The clear favorite among Bravo’s aspiring chefs is 20-year veteran Eve Aronoff, chef/owner/cougar of her eponymous 6-year old restaurant “Eve” in Ann Arbor, MI whose triumph is trumpeted by none other than Mario Batali, Alice Waters, Ulterior Epicure, Slowfood’s founder Patrick Martins and Carolyn S. from Yelp. Incumbent chef-owners/partners have nothing to lose (or gain) in this soap-flavored game show (other than dignity and reputation) and like the Olympics are much more serious and refreshing to watch now that dopey amateurs have been cut. Eve believes in the philosophy of French cooking (her Bravo bio is cut & pasted from her own website) and has Thai dumplings, Thai BBQ chicken, Cypriot cheese, curried mussels, nachos, risotto, coconut-ginger rice, beef chimichurri, macadamia encrusted salmon, tres leches and French bread on her menu. Bravo! She’s a sure bet in winning enough plastic wrap and not-so-biodegradable to-go tupperware to help open a Club Med franchise. If not, she can always fall back on the dream of owning her own restaurant which she has already fulfilled and the current cougar trend.
Hector brings the boorish brow of a serial rapist and an angry 245lb lobster’s disposition.

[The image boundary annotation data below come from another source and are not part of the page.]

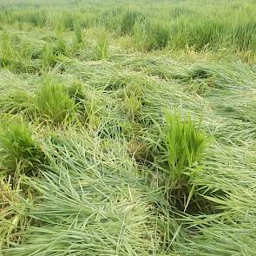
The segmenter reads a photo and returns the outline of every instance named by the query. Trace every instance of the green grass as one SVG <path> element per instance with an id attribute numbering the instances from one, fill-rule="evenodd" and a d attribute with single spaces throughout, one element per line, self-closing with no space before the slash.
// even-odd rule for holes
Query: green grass
<path id="1" fill-rule="evenodd" d="M 255 3 L 0 3 L 0 255 L 248 255 Z"/>
<path id="2" fill-rule="evenodd" d="M 59 124 L 75 117 L 75 103 L 58 83 L 43 84 L 34 98 L 36 115 L 43 120 Z"/>

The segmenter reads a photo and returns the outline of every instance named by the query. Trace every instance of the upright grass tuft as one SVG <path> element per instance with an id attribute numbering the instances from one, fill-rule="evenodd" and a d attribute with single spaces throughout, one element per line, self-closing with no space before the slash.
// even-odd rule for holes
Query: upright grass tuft
<path id="1" fill-rule="evenodd" d="M 109 36 L 106 32 L 98 36 L 94 59 L 96 61 L 107 59 L 108 56 Z"/>
<path id="2" fill-rule="evenodd" d="M 75 117 L 76 106 L 63 86 L 46 82 L 41 86 L 34 99 L 36 115 L 43 120 L 60 124 Z"/>
<path id="3" fill-rule="evenodd" d="M 15 170 L 20 161 L 28 167 L 43 161 L 43 154 L 27 124 L 10 123 L 0 135 L 1 164 L 3 171 Z"/>
<path id="4" fill-rule="evenodd" d="M 167 149 L 172 185 L 187 181 L 184 172 L 200 164 L 209 139 L 191 117 L 167 114 Z M 185 180 L 185 181 L 184 181 Z"/>

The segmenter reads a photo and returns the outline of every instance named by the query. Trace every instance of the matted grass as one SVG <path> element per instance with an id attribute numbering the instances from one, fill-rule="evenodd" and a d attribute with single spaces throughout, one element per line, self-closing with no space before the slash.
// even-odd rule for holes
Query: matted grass
<path id="1" fill-rule="evenodd" d="M 253 1 L 0 7 L 1 256 L 255 255 Z"/>

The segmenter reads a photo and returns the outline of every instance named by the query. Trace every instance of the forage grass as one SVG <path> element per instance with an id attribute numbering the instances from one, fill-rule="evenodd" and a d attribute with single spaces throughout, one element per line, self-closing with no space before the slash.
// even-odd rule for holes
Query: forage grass
<path id="1" fill-rule="evenodd" d="M 182 182 L 183 172 L 199 165 L 209 140 L 191 117 L 182 120 L 181 115 L 167 115 L 167 150 L 173 186 Z M 182 177 L 183 176 L 183 177 Z"/>
<path id="2" fill-rule="evenodd" d="M 43 154 L 32 137 L 30 128 L 23 121 L 9 123 L 7 128 L 2 127 L 0 147 L 1 164 L 7 171 L 15 170 L 21 161 L 28 167 L 43 161 Z"/>
<path id="3" fill-rule="evenodd" d="M 94 59 L 104 60 L 108 56 L 109 37 L 106 32 L 102 32 L 98 36 L 95 49 L 94 51 Z"/>
<path id="4" fill-rule="evenodd" d="M 34 105 L 36 115 L 56 124 L 75 117 L 75 101 L 69 98 L 61 84 L 43 84 L 34 98 Z"/>

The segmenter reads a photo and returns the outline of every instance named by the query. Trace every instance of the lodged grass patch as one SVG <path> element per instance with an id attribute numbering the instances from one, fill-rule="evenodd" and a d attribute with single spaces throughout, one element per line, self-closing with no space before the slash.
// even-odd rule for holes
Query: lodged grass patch
<path id="1" fill-rule="evenodd" d="M 254 7 L 1 1 L 0 255 L 254 256 Z"/>

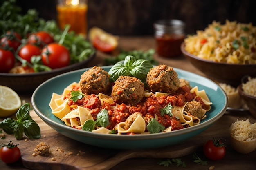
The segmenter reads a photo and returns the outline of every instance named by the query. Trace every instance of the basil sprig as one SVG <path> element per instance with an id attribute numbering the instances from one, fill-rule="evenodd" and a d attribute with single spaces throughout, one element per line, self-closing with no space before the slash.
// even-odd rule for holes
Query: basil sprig
<path id="1" fill-rule="evenodd" d="M 161 125 L 157 119 L 151 117 L 147 125 L 147 129 L 150 133 L 156 133 L 162 132 L 165 128 Z"/>
<path id="2" fill-rule="evenodd" d="M 14 134 L 17 140 L 20 140 L 23 134 L 31 139 L 41 137 L 41 130 L 37 124 L 29 115 L 29 104 L 22 105 L 16 114 L 17 120 L 7 118 L 0 122 L 0 128 L 8 134 Z"/>
<path id="3" fill-rule="evenodd" d="M 106 128 L 109 124 L 108 113 L 106 108 L 101 110 L 97 115 L 96 118 L 97 120 L 96 121 L 92 119 L 86 120 L 83 126 L 82 130 L 91 132 L 94 130 L 95 125 L 98 127 Z"/>
<path id="4" fill-rule="evenodd" d="M 137 60 L 132 55 L 128 55 L 124 61 L 115 64 L 108 72 L 110 81 L 115 82 L 121 76 L 130 76 L 140 79 L 144 84 L 146 84 L 147 74 L 153 68 L 152 64 L 146 60 Z"/>

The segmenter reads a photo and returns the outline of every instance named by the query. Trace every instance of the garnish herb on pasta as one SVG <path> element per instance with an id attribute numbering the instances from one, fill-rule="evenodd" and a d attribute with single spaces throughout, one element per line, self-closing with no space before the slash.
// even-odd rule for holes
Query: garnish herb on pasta
<path id="1" fill-rule="evenodd" d="M 169 132 L 200 124 L 212 104 L 204 90 L 181 84 L 171 67 L 151 66 L 128 56 L 112 72 L 94 66 L 61 95 L 52 93 L 52 113 L 73 128 L 117 135 Z M 139 72 L 144 84 L 132 77 Z M 111 76 L 117 79 L 110 83 Z"/>
<path id="2" fill-rule="evenodd" d="M 131 55 L 126 57 L 124 61 L 117 63 L 108 72 L 110 80 L 115 82 L 120 75 L 132 76 L 146 84 L 147 74 L 153 66 L 148 61 L 143 59 L 136 60 Z"/>
<path id="3" fill-rule="evenodd" d="M 165 128 L 158 122 L 157 119 L 151 117 L 147 125 L 147 129 L 150 133 L 156 133 L 162 132 L 165 129 Z"/>

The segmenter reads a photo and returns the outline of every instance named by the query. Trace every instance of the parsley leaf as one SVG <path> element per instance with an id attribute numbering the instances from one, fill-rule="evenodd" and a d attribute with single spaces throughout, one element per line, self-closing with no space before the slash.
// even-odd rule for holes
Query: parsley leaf
<path id="1" fill-rule="evenodd" d="M 70 92 L 70 94 L 72 96 L 70 99 L 74 102 L 76 102 L 79 99 L 81 99 L 85 96 L 85 95 L 82 92 L 78 91 L 72 91 L 71 92 Z"/>
<path id="2" fill-rule="evenodd" d="M 177 167 L 181 166 L 182 168 L 186 168 L 186 165 L 185 163 L 185 162 L 182 161 L 180 158 L 173 158 L 171 159 L 168 159 L 164 161 L 161 161 L 157 162 L 157 164 L 159 165 L 167 167 L 169 166 L 174 163 L 176 164 Z"/>
<path id="3" fill-rule="evenodd" d="M 165 167 L 167 167 L 169 166 L 170 165 L 172 164 L 172 162 L 169 159 L 166 159 L 165 161 L 161 161 L 157 162 L 157 164 L 159 165 Z"/>
<path id="4" fill-rule="evenodd" d="M 193 159 L 194 160 L 193 161 L 197 163 L 198 165 L 207 165 L 207 161 L 202 160 L 195 153 L 194 153 L 194 154 L 193 155 Z"/>
<path id="5" fill-rule="evenodd" d="M 164 115 L 166 114 L 166 115 L 169 115 L 170 116 L 173 116 L 171 110 L 173 108 L 173 107 L 171 104 L 171 103 L 169 103 L 167 106 L 160 110 L 161 115 L 163 116 Z"/>
<path id="6" fill-rule="evenodd" d="M 156 133 L 161 132 L 165 128 L 155 119 L 151 117 L 147 125 L 147 129 L 150 133 Z"/>
<path id="7" fill-rule="evenodd" d="M 184 161 L 182 161 L 180 158 L 173 158 L 172 161 L 176 163 L 177 167 L 181 166 L 182 168 L 186 167 L 186 165 Z"/>
<path id="8" fill-rule="evenodd" d="M 232 42 L 232 46 L 233 48 L 235 49 L 237 49 L 239 48 L 239 41 L 237 40 L 235 40 Z"/>

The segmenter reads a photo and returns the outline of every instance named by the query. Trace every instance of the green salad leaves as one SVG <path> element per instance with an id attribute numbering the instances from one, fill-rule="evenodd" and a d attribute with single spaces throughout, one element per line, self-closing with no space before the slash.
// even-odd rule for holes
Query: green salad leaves
<path id="1" fill-rule="evenodd" d="M 21 139 L 24 133 L 30 139 L 40 138 L 40 128 L 29 115 L 30 108 L 28 103 L 22 105 L 16 114 L 17 120 L 6 118 L 0 122 L 0 128 L 7 134 L 14 134 L 17 140 Z"/>
<path id="2" fill-rule="evenodd" d="M 110 81 L 115 82 L 120 75 L 134 77 L 146 84 L 148 73 L 153 68 L 150 62 L 144 59 L 137 60 L 131 55 L 128 55 L 124 61 L 115 64 L 108 72 Z"/>

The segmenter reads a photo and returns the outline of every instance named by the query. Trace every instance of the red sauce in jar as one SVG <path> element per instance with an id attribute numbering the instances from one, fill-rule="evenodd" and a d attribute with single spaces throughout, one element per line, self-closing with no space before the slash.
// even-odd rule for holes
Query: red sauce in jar
<path id="1" fill-rule="evenodd" d="M 180 46 L 184 38 L 184 34 L 167 33 L 156 37 L 157 53 L 166 58 L 180 55 L 182 53 Z"/>

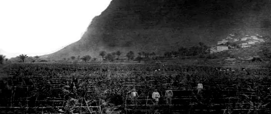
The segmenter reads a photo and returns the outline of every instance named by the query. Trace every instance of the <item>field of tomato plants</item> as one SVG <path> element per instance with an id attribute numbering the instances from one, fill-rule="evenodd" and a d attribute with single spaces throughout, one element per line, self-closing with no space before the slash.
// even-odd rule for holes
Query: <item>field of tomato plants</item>
<path id="1" fill-rule="evenodd" d="M 0 80 L 1 114 L 270 114 L 271 70 L 162 64 L 17 63 Z M 160 69 L 160 70 L 159 70 Z M 204 89 L 197 94 L 197 82 Z M 165 93 L 170 87 L 172 103 Z M 129 91 L 139 95 L 131 103 Z M 151 94 L 161 97 L 154 105 Z"/>

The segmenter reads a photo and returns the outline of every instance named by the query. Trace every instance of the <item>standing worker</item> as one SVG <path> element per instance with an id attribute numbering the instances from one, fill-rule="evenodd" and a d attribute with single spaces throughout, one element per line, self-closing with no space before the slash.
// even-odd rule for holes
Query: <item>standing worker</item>
<path id="1" fill-rule="evenodd" d="M 171 100 L 173 96 L 173 92 L 172 90 L 171 90 L 169 87 L 167 87 L 167 90 L 166 91 L 166 95 L 165 95 L 166 97 L 166 105 L 171 104 Z"/>
<path id="2" fill-rule="evenodd" d="M 201 83 L 198 82 L 196 89 L 197 89 L 197 94 L 200 94 L 202 89 L 203 89 L 203 85 Z"/>
<path id="3" fill-rule="evenodd" d="M 154 89 L 154 92 L 152 93 L 152 99 L 153 99 L 153 105 L 157 105 L 159 101 L 159 98 L 160 98 L 160 94 L 157 91 L 157 89 Z"/>
<path id="4" fill-rule="evenodd" d="M 138 97 L 137 92 L 136 92 L 136 89 L 133 89 L 132 91 L 132 92 L 131 93 L 132 103 L 137 105 L 137 97 Z"/>

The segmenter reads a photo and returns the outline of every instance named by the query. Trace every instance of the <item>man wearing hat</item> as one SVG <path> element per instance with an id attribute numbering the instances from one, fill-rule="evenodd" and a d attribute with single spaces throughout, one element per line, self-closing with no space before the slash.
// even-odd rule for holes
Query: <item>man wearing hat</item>
<path id="1" fill-rule="evenodd" d="M 159 101 L 159 98 L 160 98 L 160 94 L 157 91 L 157 89 L 154 89 L 154 92 L 152 93 L 152 98 L 154 101 L 153 104 L 157 105 Z"/>
<path id="2" fill-rule="evenodd" d="M 131 101 L 133 104 L 137 105 L 137 97 L 138 97 L 138 94 L 137 92 L 136 91 L 136 89 L 133 89 L 132 90 L 132 92 L 131 93 Z"/>
<path id="3" fill-rule="evenodd" d="M 165 96 L 166 97 L 166 105 L 171 104 L 171 100 L 173 96 L 173 92 L 172 90 L 170 90 L 170 87 L 167 87 L 167 90 L 166 91 L 166 95 Z"/>

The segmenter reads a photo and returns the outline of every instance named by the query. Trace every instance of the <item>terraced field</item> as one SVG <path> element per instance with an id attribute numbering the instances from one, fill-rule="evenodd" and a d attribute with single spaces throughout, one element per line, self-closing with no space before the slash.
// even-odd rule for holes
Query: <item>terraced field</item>
<path id="1" fill-rule="evenodd" d="M 160 69 L 160 71 L 155 70 Z M 0 81 L 3 114 L 270 114 L 268 68 L 221 72 L 161 64 L 13 64 Z M 204 90 L 195 88 L 202 82 Z M 166 105 L 167 86 L 172 104 Z M 139 95 L 133 105 L 129 92 Z M 162 95 L 154 105 L 151 93 Z"/>

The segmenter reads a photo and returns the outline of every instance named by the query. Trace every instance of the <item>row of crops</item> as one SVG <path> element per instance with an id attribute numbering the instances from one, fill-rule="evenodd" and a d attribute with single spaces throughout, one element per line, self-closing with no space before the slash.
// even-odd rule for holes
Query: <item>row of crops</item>
<path id="1" fill-rule="evenodd" d="M 12 64 L 0 80 L 1 113 L 269 114 L 270 69 L 219 71 L 161 64 Z M 160 69 L 160 71 L 155 70 Z M 197 82 L 204 90 L 196 94 Z M 166 105 L 166 87 L 172 104 Z M 129 91 L 139 95 L 133 105 Z M 153 105 L 151 93 L 162 95 Z"/>

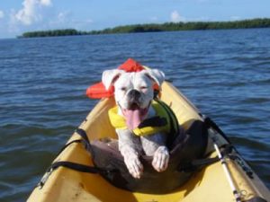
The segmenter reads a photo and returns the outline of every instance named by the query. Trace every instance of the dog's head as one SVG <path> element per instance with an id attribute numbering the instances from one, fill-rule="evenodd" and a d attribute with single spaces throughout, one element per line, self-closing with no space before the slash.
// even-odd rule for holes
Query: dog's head
<path id="1" fill-rule="evenodd" d="M 137 127 L 148 114 L 154 98 L 153 84 L 160 86 L 164 73 L 158 69 L 127 73 L 123 70 L 106 70 L 103 83 L 106 89 L 114 86 L 114 98 L 120 107 L 120 114 L 125 117 L 130 129 Z"/>

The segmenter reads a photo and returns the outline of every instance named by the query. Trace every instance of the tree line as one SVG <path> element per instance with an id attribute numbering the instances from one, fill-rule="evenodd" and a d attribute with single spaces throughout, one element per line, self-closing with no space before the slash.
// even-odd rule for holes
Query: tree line
<path id="1" fill-rule="evenodd" d="M 233 21 L 233 22 L 166 22 L 162 24 L 133 24 L 107 28 L 101 31 L 81 31 L 75 29 L 37 31 L 24 32 L 19 38 L 32 37 L 55 37 L 72 35 L 92 35 L 111 33 L 136 33 L 154 31 L 194 31 L 194 30 L 224 30 L 224 29 L 248 29 L 248 28 L 270 28 L 270 19 L 259 18 L 253 20 Z"/>

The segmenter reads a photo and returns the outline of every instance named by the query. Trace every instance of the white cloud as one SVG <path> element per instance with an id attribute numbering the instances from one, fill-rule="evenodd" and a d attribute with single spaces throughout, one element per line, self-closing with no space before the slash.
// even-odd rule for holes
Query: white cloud
<path id="1" fill-rule="evenodd" d="M 0 19 L 4 18 L 4 13 L 3 11 L 0 10 Z"/>
<path id="2" fill-rule="evenodd" d="M 186 21 L 184 17 L 181 16 L 177 11 L 173 11 L 171 13 L 171 22 L 179 22 Z"/>
<path id="3" fill-rule="evenodd" d="M 12 16 L 14 22 L 21 22 L 24 25 L 31 25 L 33 22 L 42 20 L 40 10 L 44 6 L 51 4 L 50 0 L 24 0 L 22 8 L 18 12 L 14 12 Z"/>
<path id="4" fill-rule="evenodd" d="M 51 5 L 51 1 L 50 0 L 40 0 L 40 4 L 49 6 L 49 5 Z"/>
<path id="5" fill-rule="evenodd" d="M 152 22 L 158 22 L 158 18 L 157 16 L 153 16 L 153 17 L 150 17 L 150 21 L 152 21 Z"/>
<path id="6" fill-rule="evenodd" d="M 230 16 L 230 21 L 239 21 L 239 20 L 241 20 L 241 17 L 239 17 L 239 16 Z"/>

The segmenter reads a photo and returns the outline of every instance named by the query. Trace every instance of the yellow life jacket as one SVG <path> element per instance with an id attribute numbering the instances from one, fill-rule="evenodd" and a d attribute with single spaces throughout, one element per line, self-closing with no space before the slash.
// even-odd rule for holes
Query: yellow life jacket
<path id="1" fill-rule="evenodd" d="M 132 130 L 136 136 L 148 136 L 155 133 L 176 134 L 178 132 L 178 121 L 172 110 L 161 101 L 152 101 L 156 116 L 142 121 L 138 127 Z M 118 107 L 109 110 L 111 124 L 117 129 L 127 129 L 124 117 L 119 115 Z"/>

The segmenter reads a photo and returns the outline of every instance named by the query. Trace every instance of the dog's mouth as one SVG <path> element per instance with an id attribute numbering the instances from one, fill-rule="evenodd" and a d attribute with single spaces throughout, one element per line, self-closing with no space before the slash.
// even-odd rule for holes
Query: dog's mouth
<path id="1" fill-rule="evenodd" d="M 122 109 L 129 129 L 133 130 L 139 127 L 147 116 L 148 108 L 149 105 L 145 109 L 141 109 L 137 103 L 132 103 L 130 105 L 129 109 Z"/>

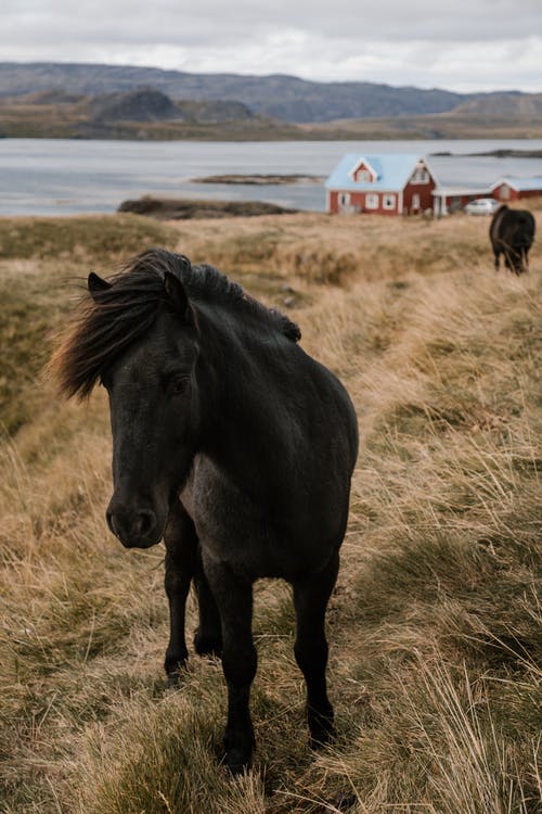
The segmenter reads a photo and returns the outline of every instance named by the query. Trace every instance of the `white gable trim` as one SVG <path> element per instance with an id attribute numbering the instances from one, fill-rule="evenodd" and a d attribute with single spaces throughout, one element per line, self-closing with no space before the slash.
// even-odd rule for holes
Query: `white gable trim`
<path id="1" fill-rule="evenodd" d="M 360 166 L 361 166 L 362 164 L 363 164 L 363 165 L 364 165 L 364 166 L 365 166 L 365 167 L 366 167 L 366 168 L 369 169 L 369 171 L 370 171 L 370 173 L 371 173 L 371 175 L 373 176 L 373 182 L 374 182 L 374 181 L 377 181 L 377 180 L 378 180 L 378 173 L 377 173 L 377 171 L 376 171 L 376 169 L 375 169 L 375 168 L 374 168 L 374 167 L 373 167 L 373 166 L 372 166 L 372 165 L 370 164 L 370 162 L 369 162 L 369 161 L 367 161 L 366 158 L 364 158 L 364 157 L 363 157 L 363 155 L 360 155 L 360 157 L 358 158 L 358 161 L 356 162 L 356 164 L 353 165 L 353 167 L 352 167 L 352 168 L 351 168 L 351 170 L 350 170 L 350 178 L 352 179 L 352 181 L 354 180 L 354 175 L 356 175 L 356 173 L 358 171 L 358 169 L 360 168 Z M 366 181 L 364 181 L 364 183 L 366 183 Z"/>

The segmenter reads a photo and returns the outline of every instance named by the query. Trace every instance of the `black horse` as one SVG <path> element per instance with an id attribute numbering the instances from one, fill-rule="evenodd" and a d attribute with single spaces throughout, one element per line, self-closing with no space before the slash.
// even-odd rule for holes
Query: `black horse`
<path id="1" fill-rule="evenodd" d="M 528 209 L 511 209 L 506 204 L 498 208 L 489 227 L 495 270 L 499 269 L 501 253 L 504 265 L 514 274 L 528 270 L 534 230 L 534 217 Z"/>
<path id="2" fill-rule="evenodd" d="M 52 366 L 67 395 L 107 390 L 109 529 L 127 548 L 165 540 L 169 682 L 188 657 L 193 580 L 195 649 L 221 654 L 228 684 L 227 764 L 249 765 L 253 584 L 282 577 L 293 585 L 311 742 L 327 741 L 324 616 L 358 449 L 348 394 L 297 344 L 297 326 L 211 266 L 151 250 L 109 282 L 91 274 L 88 287 Z"/>

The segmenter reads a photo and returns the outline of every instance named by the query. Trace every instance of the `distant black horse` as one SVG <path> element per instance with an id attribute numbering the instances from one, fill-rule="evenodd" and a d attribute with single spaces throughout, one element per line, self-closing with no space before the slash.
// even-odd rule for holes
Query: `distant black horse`
<path id="1" fill-rule="evenodd" d="M 311 741 L 333 734 L 324 616 L 346 530 L 358 431 L 340 382 L 308 356 L 299 329 L 211 266 L 162 250 L 91 297 L 52 365 L 67 395 L 109 396 L 114 493 L 107 524 L 127 548 L 166 544 L 170 683 L 188 657 L 193 580 L 199 653 L 222 656 L 225 760 L 250 762 L 256 673 L 253 584 L 293 585 L 295 654 Z"/>
<path id="2" fill-rule="evenodd" d="M 498 208 L 489 227 L 489 239 L 499 268 L 501 252 L 506 268 L 520 275 L 529 268 L 529 249 L 534 239 L 535 222 L 528 209 Z"/>

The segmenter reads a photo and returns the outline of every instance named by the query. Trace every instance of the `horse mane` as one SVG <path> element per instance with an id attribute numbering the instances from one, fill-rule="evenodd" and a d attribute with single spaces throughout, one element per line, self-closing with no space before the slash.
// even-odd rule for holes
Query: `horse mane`
<path id="1" fill-rule="evenodd" d="M 150 249 L 129 260 L 112 277 L 109 287 L 86 295 L 75 311 L 49 370 L 66 396 L 87 398 L 115 358 L 150 330 L 158 313 L 169 307 L 164 287 L 166 272 L 183 283 L 191 301 L 223 304 L 292 342 L 301 338 L 299 328 L 275 309 L 266 308 L 214 266 L 192 266 L 181 254 Z"/>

Look for Hector to be driving the creepy ice-cream van in the “food truck challenge” while Bryan hawks seasonal freeze-smoked local tonka-bean bearclaws with organic arugula foam and heirloom sprinkles out of the trunk of a State Trooper vehicle. (His penchant for caloric sweets was documented in Gluttony Digest Issue 3, Vol 1 page 8)

Jolly flood victim and virgin hippie Kevin Gillespie may give the editors and lighting technicians more of a challenge than the other contestants based on the reflective nature of his pasty skin. It might crisp up nicely under powerful lights or could provide a Rubenesque canvas for a whimsical approach to the body-sushi-sandwich quickfire challenge.

Sideshow oddity Jesse Sandlin gives me the willies. The combinationof heft, metal thing through her lip and attention seeking tattoos make my testicles tingle (in a bad way), the sensation many males feel on the first descent on a roller coaster. So does “ranch “dipparoo”“ that accompanies the fried chicken at Abarcrombie Fine Foods which shares the distinction of being “world-famous” with hundreds of small town coffee shops, campy happy-hours and Virgin Island mahi-mahi burger shacks that I was unaware of until reading theself-professed planetary recognition in their windows.